If you are in a hurry, the short answer is no, at least, not by using traditional data.
Some time ago, a student of mine suggested the idea of generating fake macroeconomic time series data using GANs, supplementing it to the real data, and hoping for forecasting improvements. I was originally dismissive of the idea. Surely, the limited length of available time series data is at the heart of macroeconomic forecasting failures, but the solution sounds too good to be true.
Reflecting on this again upon seeing this paper, let me indulge in recycling my old thoughts here. What is the statistical mechanism at work behind it? Do we really need GANs or sophisticated NNs for that matter? This is not a discussion of the aforementioned paper, but some generic thoughts on the usage of GANs in macro forecasting.
Applying them to the well-known curated FRED data sets, GANs supposedly learn a nonparametric multivariate joint density of the data. But with macroeconomic tabular data, we could very well do such a thing with a nonlinear factor model — or simply a linear one with many factors (which can capture some the nonlinearities). Steps:
Estimate the factor model;
Shuffle residuals;
Add them back to get one set of “fake” data;
Repeat.
As should be clear from the above, there are many other models that could be used for that purpose. If nonlinearities are crucial, maybe Autoencoders are what one should use. Maybe factors should be dynamic.
Using the above suggestion as a guiding light in the dark, let’s think about how fake data can help. In fact, we don’t need to get overly creative: it helps on the variance side of things by shrinking the final model towards the restriction that the multivariate data has been generated by a particular density. This density is already implicit within the real data, but the fake data make it smoother. In essence, this is very close in philosophy to data augmentation, another popular regularization technique to avoid NN producing highly discontinuous predictions as a function of X.

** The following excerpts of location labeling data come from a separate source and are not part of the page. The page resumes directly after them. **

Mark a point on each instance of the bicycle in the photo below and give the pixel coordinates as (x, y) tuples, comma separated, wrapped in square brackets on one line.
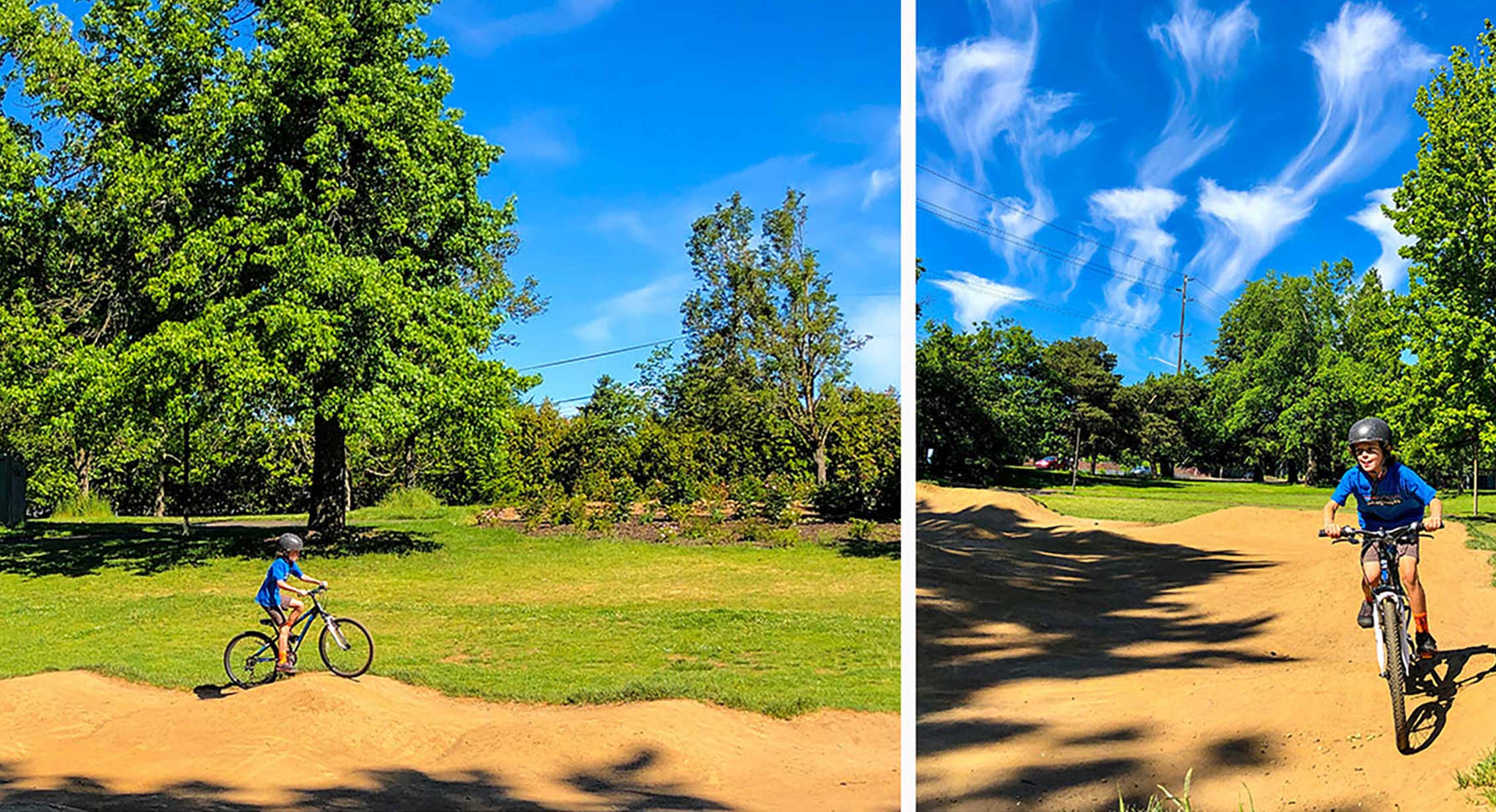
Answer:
[(351, 654), (1395, 647)]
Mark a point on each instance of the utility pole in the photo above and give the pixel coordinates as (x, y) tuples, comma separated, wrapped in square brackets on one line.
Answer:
[(1183, 289)]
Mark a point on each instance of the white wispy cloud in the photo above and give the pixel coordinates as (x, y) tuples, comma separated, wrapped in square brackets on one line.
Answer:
[(979, 92), (475, 30), (1392, 268), (540, 136), (977, 300), (1242, 227), (877, 362), (1206, 48), (1366, 67), (1136, 216), (655, 298)]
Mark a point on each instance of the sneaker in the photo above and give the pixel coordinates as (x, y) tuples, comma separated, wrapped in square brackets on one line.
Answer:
[(1426, 647)]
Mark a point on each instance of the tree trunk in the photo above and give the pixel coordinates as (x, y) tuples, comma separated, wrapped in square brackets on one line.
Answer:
[(161, 491), (186, 499), (409, 476), (329, 443), (83, 466), (820, 461)]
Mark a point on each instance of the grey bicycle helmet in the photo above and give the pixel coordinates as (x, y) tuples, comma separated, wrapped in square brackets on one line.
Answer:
[(1371, 430)]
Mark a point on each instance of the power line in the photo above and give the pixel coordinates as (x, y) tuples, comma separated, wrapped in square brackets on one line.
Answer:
[(1058, 227), (601, 355)]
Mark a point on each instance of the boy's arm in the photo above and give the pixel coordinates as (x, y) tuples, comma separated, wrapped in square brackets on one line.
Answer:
[(289, 588), (1331, 528)]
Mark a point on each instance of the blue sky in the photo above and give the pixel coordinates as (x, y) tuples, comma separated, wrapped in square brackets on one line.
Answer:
[(1175, 136), (626, 120)]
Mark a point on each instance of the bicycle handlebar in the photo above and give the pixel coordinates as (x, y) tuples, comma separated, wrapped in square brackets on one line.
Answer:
[(1349, 533)]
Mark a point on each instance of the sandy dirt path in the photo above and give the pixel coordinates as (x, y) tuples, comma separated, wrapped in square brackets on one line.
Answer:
[(1063, 660), (81, 741)]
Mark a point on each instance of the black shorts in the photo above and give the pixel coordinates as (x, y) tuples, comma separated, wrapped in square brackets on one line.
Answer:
[(277, 614), (1403, 551)]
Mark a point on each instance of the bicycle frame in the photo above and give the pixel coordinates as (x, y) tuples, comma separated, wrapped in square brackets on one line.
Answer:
[(1390, 590), (294, 641)]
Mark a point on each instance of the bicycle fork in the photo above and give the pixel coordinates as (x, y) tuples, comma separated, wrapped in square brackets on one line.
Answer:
[(1405, 651)]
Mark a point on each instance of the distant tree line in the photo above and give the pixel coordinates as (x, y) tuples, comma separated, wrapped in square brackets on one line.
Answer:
[(1298, 358), (244, 266)]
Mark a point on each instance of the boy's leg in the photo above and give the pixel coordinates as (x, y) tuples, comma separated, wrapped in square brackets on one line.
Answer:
[(295, 612), (1419, 602), (1371, 576)]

Do we have other techniques for creating new samples in a nonparametric way from the original X matrix? Yes, Bagging. But given that GAN-simulated data comes from a fully-articulated model of the joint density, it is presumably smoother and covers values that the original X does not have. In any case, here are three questions that should be answered before embracing generative models as regularizing agents for forecasting models.
Are GANs even a decent model of the joint density of economic variables, especially keeping in mind that this is straight up tabular data?
Do we really need the sort of regularization described above, and if so, in what models? NNs are obvious contenders, trees not quite. It is also not hard to think about models into which this fake data would be redundant.
Even for NNs, how is that regularization better than early stopping, which is akin to l2 shrinkage (and that is known to shrink the model to one that only uses a few principal components
Thus, there are many open questions to answer before jumping on the Generative bandwagon. This is not to say that such models have no use, of course, as this very text has been sharpened using the help of one particularly illustrious generative model.